第39話 兄の伝言
俺はポケットからさっき外した指輪を取り出し、再びリリアの右の薬指に嵌めた。指輪はリリアの細い指を守るように包んだ。
俺はテーブルに置かれたポットからカップに紅茶を注ぎ、すっかり冷めたそれを一口飲んだ。
横たわるリリアを見ながら、昨日起きたことを詳細にを思い出していた。そして紙とペンを取り出して記した。
フィール侯爵あての報告書を作成するためだ。
もちろん書かないこともあるが、そこは王国に来てからの俺の苦心に免じて許してもらおう。
それほど経たずにリリアは目覚めた。
「何をしたんですか」
「あとで教えます。
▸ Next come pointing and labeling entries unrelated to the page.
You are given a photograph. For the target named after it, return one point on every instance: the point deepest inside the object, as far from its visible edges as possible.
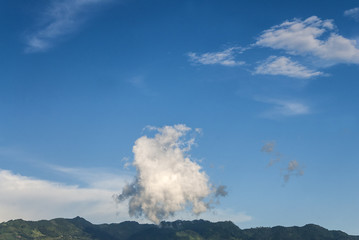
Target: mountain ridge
(81, 229)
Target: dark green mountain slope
(80, 229)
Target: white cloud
(34, 199)
(354, 13)
(225, 58)
(60, 19)
(299, 37)
(167, 181)
(284, 108)
(285, 66)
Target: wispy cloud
(61, 18)
(225, 58)
(52, 199)
(293, 168)
(284, 108)
(305, 37)
(286, 67)
(353, 13)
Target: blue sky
(273, 86)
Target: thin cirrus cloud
(305, 38)
(313, 39)
(284, 108)
(62, 18)
(285, 66)
(225, 58)
(353, 13)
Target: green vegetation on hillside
(80, 229)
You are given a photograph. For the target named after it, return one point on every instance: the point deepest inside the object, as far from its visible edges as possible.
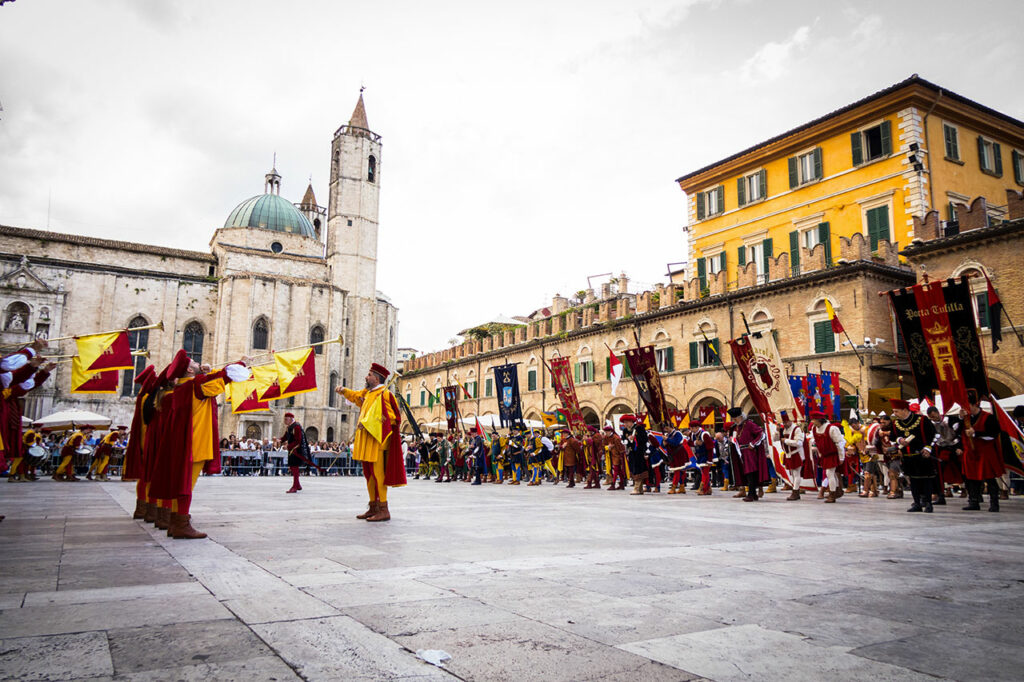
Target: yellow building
(865, 168)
その前にあなたに言わねばならないことがある」
「なんでしょうか」
「私はフィール侯爵からあなたにあることを伝える依頼を受けています」
リリアはそれを聞くと動揺し、何かを恐れるように両手を握り締めた。
そして無言で俺の言葉を次の言葉を待っていた。
「リリアに帝国には戻るなと伝えてくれと」
それを聞くとリリアは何か抑えていたものを吐き出すように叫ぶような声を上げて泣き始めた。
俺は黙ってそれを見ていた。
しばらくすると涙を拭い、リリアは言った。
「ありがとうございます。それを伝えるためにここまで来ていただいて」
「礼には及びません。だが、あなたは何か勘違いをしているようです」
「私が何を勘違いしているというのですか。兄から縁を切ると言われたのです。それほど私は侯爵家にとって疎ましい存在になっているということではないのですか」
俺は余りにリリアの言いそうなことだと思い、ふっと笑った。
「何がおかしいのですか」
リリアは初めて俺に怒りをあらわにした。
「あなたがあまりに思慮が足らず、幼いからです」
「何をいっているのかわかりません、私には」
そう言うリリアを見ながら、俺はフィール侯爵のリリアへの思いを理解できた気がした。
「フィール侯爵が縁を切るのなら、ただ放っておけばいい。わざわざ私にあなたを探すように依頼する必要もなかったのです。帝国に戻るなという言葉の意味がなぜ、あなたはわからないのですか」
「どういう意味なのです、教えてください」
「自分で考えるのです。ただ、これだけは言っておきます。フィール侯爵にとってあなたは侯爵家の令嬢ではなく、大切な妹なのです」
俺の言うことを聞きながら、リリアは何かを想っているようだった。
「そのリングも本来は私のために与えられたものです」
リリアは指輪が再びはめられていることにようやく気づいたが、もうそれを外そうとはしなかった。
「幼く短慮なあなたが、魔術で私を操ろうとするのを防ぐためです。ただ、私には無用な配慮でした。なので改造してあなたの魔力を封じる指輪にしました」
俺はリリアがようやく落ち着いたのを見て、さっき俺が放った魔術で何をしたかを話すことにした。